Sanzu riverfront

 According to Buddhist philosophy, the human soul experiences rebirth until it has passed its entire path.

 Before continuing my story, I want to tell you a little about the Sanzu River.  The Sanzu River served those who died and went to a better world.  There were three ways to cross the Sanzu River: by bridge, ford, or swim across it. People who crossed the river over the bridge in comfort and tranquility were very worthy people during their lifetime.  Those who forded across the river, uniformly throughout their lives, sinned and did good deeds.  I want to dwell in more detail on those who were forced to swim across the Sanzu River. Those who were forced to cross to the next world in this way were sinners.  These people committed such bad deeds during their lifetime that now they had to pay for their sins.  All the wealth that they accumulated during their lifetime remained there, in the real world, but here, near the crossing, the soul of such a person was in huge stains of sin that could not be washed away or erased by anything.  Sinners went swimming, but the waters of the Sanzu River are a dangerous place.  The waters of the river boiled and rolled menacingly.  However, this was not the danger that met the sinners who sailed.  Something more terrible was waiting for them in the water.  The waters of the river were teeming with ferocious dragons.  The dragons had teeth like sharpened daggers, and their breath burned like hot steam.  No matter how hard the sinner tries, how fast he swims, he could not avoid meeting the dragon.  Those sinners who were overtaken by the dragon were doomed.  The dragon wrapped its tail around its victim, and dragged it to the bottom with it.  There, at the bottom of the Sanzu River, there were caves where dragons lived.  So, the dragon took his prey and, together with it, sank to the bottom of the Sanzu River.  Maybe you think that the sinner, having sank down with the dragon to the bottom of the river, was dying?
  No.
 We have already agreed that this earthly life is fleeting, and the soul lives, undergoing one after another rebirth, until all rebirths are over.  As soon as the dragon took with him a living soul, which still had the form of a human body to the bottom of the river, the soul began to take on its own form.  Here, at the bottom of the river, it no longer made sense for the human soul to pretend, only here the sins of a person were exposed.  The dragon carried the soul with him.  The dragon caves were a dark place.  The dragons did not need to see, their vision in the dark was replaced by their five senses.  So, here, in complete darkness, the dragon punished the soul of the sinner minute by minute, hour by hour, day by day.  The unfortunate soul screamed and strained, but no one was in a hurry to run to her aid.  The dragon tore off piece by piece from the soul with its teeth.  The torture was sophisticated and varied.  So, the dragon burned the unfortunate soul in the steam, tore off pieces after pieces, slashed with claws as sharp as daggers. However, every day the sinner had exactly nine minutes to take a breath and remember why he got into this hell.  If sinners who sin during their lifetime knew, felt and believed what happens to such souls after death, they would probably be corrected during their lifetime and begin to live differently.
 But this rarely happens!
  The nature of man is such that he does not listen to other people's advice, he prefers to go through his sinful path himself and sin again and again.
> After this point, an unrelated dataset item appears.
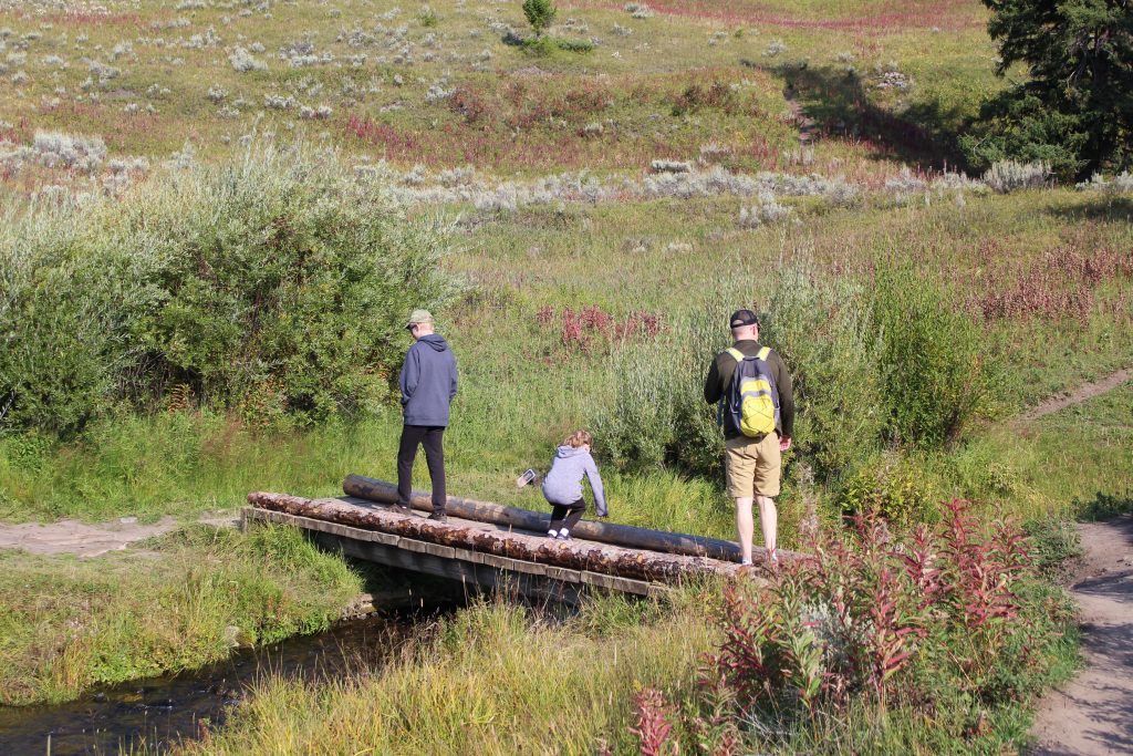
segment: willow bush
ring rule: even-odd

 The dragons especially hated those people who mocked the weak during their lifetime.
 Sinners who abused children, defenseless women and the elderly were especially punished by the dragons.
 The dragons could not be fooled.  They easily read all the sins and vile deeds from the souls.
 However, sometimes sinners managed to escape punishment.  Such a person could swim across the river, but when he reached the other side, he, however, like all souls, lost his memory and joined the ranks of the staff of the Sanzu River.  However, these were isolated cases.  I will deal with such people in more detail in the next chapter.  The sinners who swam across the Sanzu River and managed to escape the dragon's teeth were marked with the spot of the god.  However, in the memory of the manager of the Sanzu River Embankment, there were only two such cases during his entire time at this place.